## Group Project for DATA 11900 - Winter Quarter 2024

### Deadlines: 

- project proposal: Friday, February 2 at 5:00pm
- group presentation: TBD Week 8-9
- final report and notebook: Friday, March 1 at 5:00pm

The goal of the project is to go through the complete data science process to answer questions you have about some topic of your own choosing. You will acquire the data, design your visualizations, run statistical analysis, and communicate the results.

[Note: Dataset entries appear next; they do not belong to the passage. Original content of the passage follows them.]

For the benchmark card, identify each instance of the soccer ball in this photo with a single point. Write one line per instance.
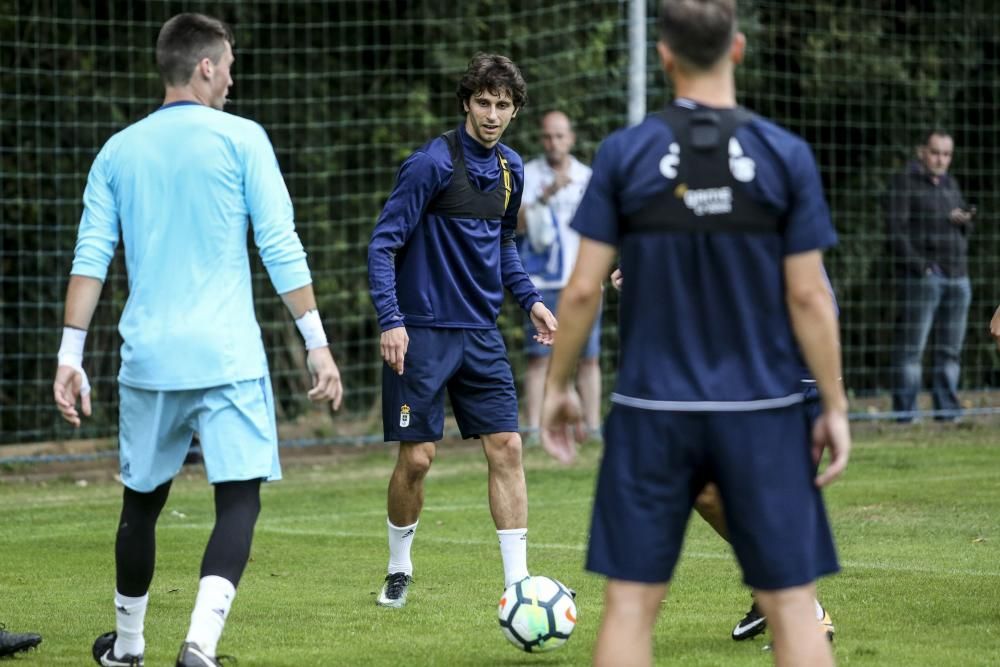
(537, 614)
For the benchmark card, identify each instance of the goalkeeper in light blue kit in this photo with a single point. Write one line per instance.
(180, 187)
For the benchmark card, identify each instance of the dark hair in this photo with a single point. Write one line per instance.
(937, 132)
(698, 31)
(184, 41)
(494, 73)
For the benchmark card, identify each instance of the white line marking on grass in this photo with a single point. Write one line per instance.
(699, 555)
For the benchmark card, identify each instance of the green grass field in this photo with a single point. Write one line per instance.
(916, 520)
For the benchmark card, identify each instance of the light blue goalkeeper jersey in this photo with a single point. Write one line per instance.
(181, 187)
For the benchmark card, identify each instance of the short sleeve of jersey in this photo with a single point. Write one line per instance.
(597, 216)
(808, 222)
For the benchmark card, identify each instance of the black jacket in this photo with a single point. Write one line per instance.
(921, 233)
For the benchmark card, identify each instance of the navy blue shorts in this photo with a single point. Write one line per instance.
(471, 364)
(656, 463)
(550, 297)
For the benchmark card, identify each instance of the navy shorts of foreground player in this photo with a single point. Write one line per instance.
(471, 364)
(655, 464)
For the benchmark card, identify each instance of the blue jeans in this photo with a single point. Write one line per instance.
(925, 303)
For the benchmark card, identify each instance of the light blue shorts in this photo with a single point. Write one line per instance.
(235, 424)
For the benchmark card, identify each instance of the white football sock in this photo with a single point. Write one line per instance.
(130, 613)
(400, 540)
(514, 553)
(211, 607)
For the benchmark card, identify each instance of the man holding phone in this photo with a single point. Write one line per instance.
(929, 226)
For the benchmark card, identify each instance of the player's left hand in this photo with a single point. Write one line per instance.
(545, 323)
(995, 327)
(831, 432)
(325, 377)
(563, 425)
(71, 384)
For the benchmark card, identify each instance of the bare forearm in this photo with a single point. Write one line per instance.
(300, 300)
(579, 305)
(816, 329)
(82, 296)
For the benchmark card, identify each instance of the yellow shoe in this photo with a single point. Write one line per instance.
(826, 625)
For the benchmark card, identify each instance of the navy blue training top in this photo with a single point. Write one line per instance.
(429, 270)
(704, 325)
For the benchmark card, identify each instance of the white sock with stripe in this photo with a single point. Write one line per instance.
(211, 608)
(400, 541)
(130, 614)
(514, 553)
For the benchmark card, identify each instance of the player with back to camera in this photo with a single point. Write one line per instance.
(440, 256)
(708, 504)
(181, 187)
(720, 220)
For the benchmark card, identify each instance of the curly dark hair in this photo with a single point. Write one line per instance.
(184, 40)
(494, 73)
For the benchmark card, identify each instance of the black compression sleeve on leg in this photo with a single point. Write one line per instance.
(237, 505)
(135, 544)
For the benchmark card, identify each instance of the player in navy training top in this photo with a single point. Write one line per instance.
(719, 219)
(441, 253)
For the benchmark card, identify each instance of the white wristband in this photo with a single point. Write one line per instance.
(71, 348)
(311, 328)
(71, 354)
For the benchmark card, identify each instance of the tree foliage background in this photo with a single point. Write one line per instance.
(347, 88)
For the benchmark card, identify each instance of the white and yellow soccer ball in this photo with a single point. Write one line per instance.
(537, 614)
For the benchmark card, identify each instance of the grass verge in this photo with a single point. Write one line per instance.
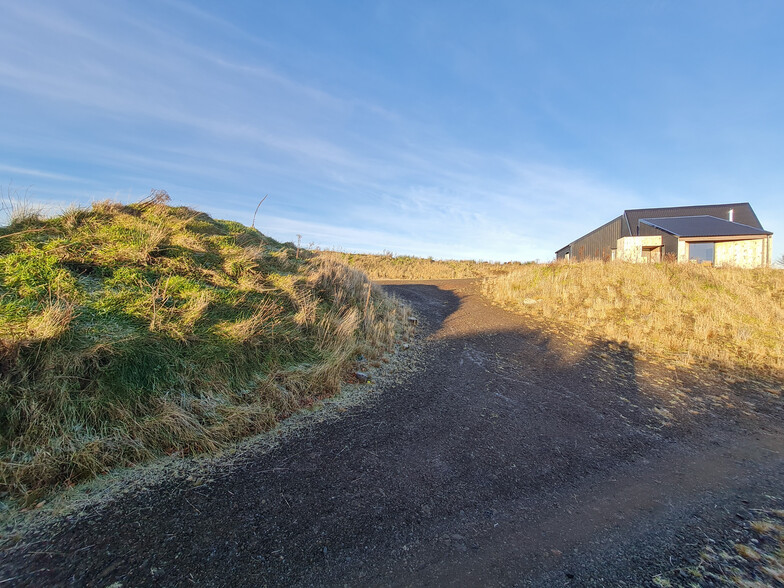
(130, 331)
(404, 267)
(686, 313)
(755, 562)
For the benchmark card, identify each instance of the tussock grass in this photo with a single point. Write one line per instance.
(757, 562)
(689, 313)
(404, 267)
(130, 331)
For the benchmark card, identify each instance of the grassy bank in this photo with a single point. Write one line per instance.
(133, 331)
(404, 267)
(723, 316)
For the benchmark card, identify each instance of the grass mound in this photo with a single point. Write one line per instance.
(404, 267)
(132, 331)
(721, 316)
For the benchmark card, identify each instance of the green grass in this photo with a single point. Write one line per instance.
(133, 331)
(406, 267)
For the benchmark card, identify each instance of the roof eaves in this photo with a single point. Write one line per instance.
(648, 222)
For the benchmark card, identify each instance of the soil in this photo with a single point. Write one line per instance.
(513, 456)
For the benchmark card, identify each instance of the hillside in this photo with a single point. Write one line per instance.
(686, 313)
(129, 331)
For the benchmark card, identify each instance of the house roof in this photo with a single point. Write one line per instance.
(742, 213)
(702, 226)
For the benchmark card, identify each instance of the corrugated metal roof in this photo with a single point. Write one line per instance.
(702, 226)
(742, 214)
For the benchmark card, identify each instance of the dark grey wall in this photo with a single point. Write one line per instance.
(669, 242)
(599, 243)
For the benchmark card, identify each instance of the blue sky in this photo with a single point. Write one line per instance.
(494, 130)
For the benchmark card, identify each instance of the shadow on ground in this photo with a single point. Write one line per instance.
(511, 457)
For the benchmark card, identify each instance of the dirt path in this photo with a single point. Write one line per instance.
(510, 458)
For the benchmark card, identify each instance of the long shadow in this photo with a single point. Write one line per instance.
(500, 426)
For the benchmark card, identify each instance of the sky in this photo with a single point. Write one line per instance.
(495, 130)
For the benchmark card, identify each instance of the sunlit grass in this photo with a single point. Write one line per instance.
(682, 312)
(404, 267)
(132, 331)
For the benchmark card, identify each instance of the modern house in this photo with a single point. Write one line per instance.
(720, 234)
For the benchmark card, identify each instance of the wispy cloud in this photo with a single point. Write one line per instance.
(126, 97)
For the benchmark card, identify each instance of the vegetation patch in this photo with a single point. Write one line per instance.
(687, 313)
(130, 331)
(404, 267)
(758, 561)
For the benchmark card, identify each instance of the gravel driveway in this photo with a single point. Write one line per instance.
(508, 457)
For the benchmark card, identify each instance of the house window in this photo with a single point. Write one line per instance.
(702, 251)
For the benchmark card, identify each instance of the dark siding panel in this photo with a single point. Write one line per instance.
(669, 242)
(598, 244)
(561, 253)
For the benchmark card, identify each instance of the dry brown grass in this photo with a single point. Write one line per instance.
(756, 563)
(724, 316)
(130, 331)
(403, 267)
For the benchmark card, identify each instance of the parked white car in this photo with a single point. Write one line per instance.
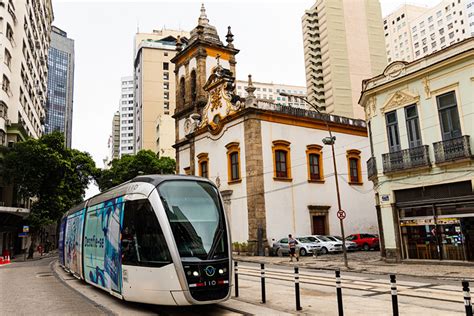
(303, 246)
(350, 245)
(327, 245)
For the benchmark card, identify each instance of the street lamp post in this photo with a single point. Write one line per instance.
(328, 141)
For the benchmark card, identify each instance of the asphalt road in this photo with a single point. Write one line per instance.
(30, 288)
(42, 287)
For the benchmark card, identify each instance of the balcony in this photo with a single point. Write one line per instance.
(371, 168)
(406, 159)
(452, 150)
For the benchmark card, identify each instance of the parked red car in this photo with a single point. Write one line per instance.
(365, 241)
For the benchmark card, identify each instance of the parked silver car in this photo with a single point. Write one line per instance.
(327, 245)
(304, 246)
(350, 245)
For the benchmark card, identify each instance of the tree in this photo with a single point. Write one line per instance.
(130, 166)
(53, 176)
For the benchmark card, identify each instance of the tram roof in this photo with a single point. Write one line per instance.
(122, 189)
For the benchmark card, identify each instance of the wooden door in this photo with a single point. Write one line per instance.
(319, 225)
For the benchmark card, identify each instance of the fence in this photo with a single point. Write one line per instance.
(392, 283)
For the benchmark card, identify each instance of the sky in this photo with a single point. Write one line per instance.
(268, 34)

This is a group project where group membership assignments are made by the instructor.  I recognize that individual schedules and other constraints might limit your ability to work in a team. If this the case, please let me know immediately. In general, I anticipate that all members of a group will receive the same score. However, I reserve the right to assign different scores to each group member based on peer assessments of effort and contribution.

### Deliverables:

- **Project proposal**: one paragraph discussing the project goals. This will not be used for the project score - it is a way to check what the instructors think about your ideas. Please indicate in the proposal the source(s) of the data used for the project. The proposal file should also have the group number and the names of the students in the group.
- **Presentation**: Each group will present to the instructor, TAs and the rest of the class during the last week(s) of class. The presentation will be a 5 min **lightning talk** using slides. Each team member must present at least one slide (not included the title slide)
- **Report**: The report should reflect comments and feedback received during presentation. **The reports should be at most five pages long.**
- **Notebook**: a high-quality and readable Python Jupyter notebook. You should strive for doing things the right way and think about aspects such as reusability etc. We also expect you to document your code.


### Report Objectives

The final report should cover these aspects:

-    Overview and Motivation: Provide an overview of the project goals and the motivation for it. 
-    Related Work: Anything that inspired you, such as a paper, a newspaper/magazine article etc.
-    Initial Questions: What questions are you trying to answer? How did these questions evolve over the course of the project? What new questions did you consider in the course of your analysis?
-    Data: Source, scraping method, cleanup, etc.
-    Exploratory Analysis: What visualizations did you use to look at your data in different ways? What are the different statistical methods you considered? Justify the decisions you made. How did you reach these conclusions?
-    Final Analysis: What did you learn about the data? How did you answer the questions? How can you justify your answers?
-     Group member contributions: Please state at the end the role each member of the team had in the project.

### Report Quality

Similarly to the project in DATA 11800, the quality of the writing, tables and figures is very important. Make sure that **the report does not exceed 5 pages** (including references). 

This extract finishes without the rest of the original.